I am trying to extract some attribute information from HTML file using BeautifulSoup. Below is the sample HTML and code I have tried.
<div id="rp_NaNnetSales" class="finsummary_nlptext add2Margin account nlpmain" style="display: inline;">
<div class="add2Margin account nlpremark"><br><br>
<div>Segment revenue and results</div>
<div></div>
</div>
<div class="add2Margin account nlpremark">This is my my revenue </div>
<div class="add2Margin account nlpremark">As a result, the Group turned in a respectable revenue of S$3,484.6 million for the financial year ended 31 December 2018 (' FY 2018').
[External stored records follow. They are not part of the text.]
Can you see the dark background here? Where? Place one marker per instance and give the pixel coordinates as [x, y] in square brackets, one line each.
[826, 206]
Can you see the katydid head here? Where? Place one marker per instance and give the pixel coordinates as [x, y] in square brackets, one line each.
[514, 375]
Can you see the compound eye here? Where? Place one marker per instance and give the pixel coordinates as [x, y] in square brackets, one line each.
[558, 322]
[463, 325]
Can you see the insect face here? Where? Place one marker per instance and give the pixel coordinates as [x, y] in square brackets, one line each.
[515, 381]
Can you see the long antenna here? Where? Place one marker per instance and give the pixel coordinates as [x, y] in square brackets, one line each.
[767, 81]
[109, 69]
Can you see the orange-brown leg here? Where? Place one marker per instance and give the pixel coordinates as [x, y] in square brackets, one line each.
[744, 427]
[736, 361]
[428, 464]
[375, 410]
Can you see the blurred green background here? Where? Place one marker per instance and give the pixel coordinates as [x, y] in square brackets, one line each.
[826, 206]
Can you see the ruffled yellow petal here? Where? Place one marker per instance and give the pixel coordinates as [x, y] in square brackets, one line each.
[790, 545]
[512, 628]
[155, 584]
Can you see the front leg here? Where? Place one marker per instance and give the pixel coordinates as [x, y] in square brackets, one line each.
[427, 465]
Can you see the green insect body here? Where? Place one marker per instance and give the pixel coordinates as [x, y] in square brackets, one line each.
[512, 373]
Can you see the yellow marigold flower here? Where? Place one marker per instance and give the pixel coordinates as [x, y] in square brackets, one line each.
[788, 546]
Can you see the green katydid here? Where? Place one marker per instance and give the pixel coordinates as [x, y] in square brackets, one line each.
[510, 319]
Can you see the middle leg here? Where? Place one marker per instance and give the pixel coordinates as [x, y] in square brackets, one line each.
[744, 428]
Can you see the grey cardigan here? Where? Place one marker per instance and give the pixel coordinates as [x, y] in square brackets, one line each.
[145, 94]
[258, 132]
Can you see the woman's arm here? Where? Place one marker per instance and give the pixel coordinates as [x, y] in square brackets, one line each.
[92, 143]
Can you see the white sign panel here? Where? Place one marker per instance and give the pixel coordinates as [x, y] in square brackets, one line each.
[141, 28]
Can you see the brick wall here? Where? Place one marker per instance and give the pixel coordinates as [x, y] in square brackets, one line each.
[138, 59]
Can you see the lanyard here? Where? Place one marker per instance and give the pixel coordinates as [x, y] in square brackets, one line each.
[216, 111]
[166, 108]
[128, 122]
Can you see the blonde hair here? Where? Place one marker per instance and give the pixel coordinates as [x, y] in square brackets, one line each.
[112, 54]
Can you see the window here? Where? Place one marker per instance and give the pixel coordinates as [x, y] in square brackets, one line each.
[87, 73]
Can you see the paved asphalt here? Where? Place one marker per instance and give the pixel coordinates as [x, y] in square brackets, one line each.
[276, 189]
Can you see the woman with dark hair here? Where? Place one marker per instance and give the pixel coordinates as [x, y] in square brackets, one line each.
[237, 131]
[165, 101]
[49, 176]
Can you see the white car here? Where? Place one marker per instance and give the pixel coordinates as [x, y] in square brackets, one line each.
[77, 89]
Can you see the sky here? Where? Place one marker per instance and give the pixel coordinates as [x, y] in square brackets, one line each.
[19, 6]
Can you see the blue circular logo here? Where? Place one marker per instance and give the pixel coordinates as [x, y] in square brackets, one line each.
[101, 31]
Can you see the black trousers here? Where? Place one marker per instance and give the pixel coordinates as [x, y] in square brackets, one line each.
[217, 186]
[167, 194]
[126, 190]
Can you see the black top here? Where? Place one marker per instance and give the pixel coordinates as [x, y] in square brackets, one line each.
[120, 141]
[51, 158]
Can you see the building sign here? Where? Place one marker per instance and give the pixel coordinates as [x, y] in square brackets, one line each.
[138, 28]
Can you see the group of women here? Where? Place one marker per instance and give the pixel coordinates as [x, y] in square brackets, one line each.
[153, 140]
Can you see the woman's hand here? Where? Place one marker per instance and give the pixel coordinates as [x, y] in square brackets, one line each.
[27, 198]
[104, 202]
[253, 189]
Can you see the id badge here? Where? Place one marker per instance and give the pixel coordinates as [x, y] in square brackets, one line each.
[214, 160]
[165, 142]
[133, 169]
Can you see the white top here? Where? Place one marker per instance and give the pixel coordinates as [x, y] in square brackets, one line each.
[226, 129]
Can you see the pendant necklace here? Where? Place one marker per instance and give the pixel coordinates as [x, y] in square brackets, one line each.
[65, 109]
Although FY 2018 revenue was 13.0% lower year- on- year, Venture attained a compounded annual growth rate
of 8.4% over the period from FY 2013 to FY 2018. ---- P11
</div>
</div>
<div id="rp_grossProfit" class="add2Margin account rationmain"><span class="ratio_name "><b>Gross Profit</b> increased by 191.3% to SGD 2,625,295.0 mil in FY18 (FY17: SGD 901,244.0 mil)</span>
</div>
<div id="rp_NaNgrossProfit" class="finsummary_nlptext add2Margin account nlpmain" style="display: inline;"></div>
<div id="rp_grossProfitMarginPercentage" class="add2Margin account rationmain"><span class="ratio_name "><b>GP margin</b> was stable at 100.0% in FY18 (FY17: 100.0% )</span>
</div>
with open(html_file_location, 'r') as f:
contents = f.read()
soup1 = BeautifulSoup(contents, features='lxml')
for child1 in soup1.recursiveChildGenerator():
if child1.name == "div":
for tag in child1.find_all("div"):
print(f'{tag.name}: {tag.text}')
print(f'{tag.name}: {tag.id}')
"tag.id" is incorrect but I am not sure how to correct it.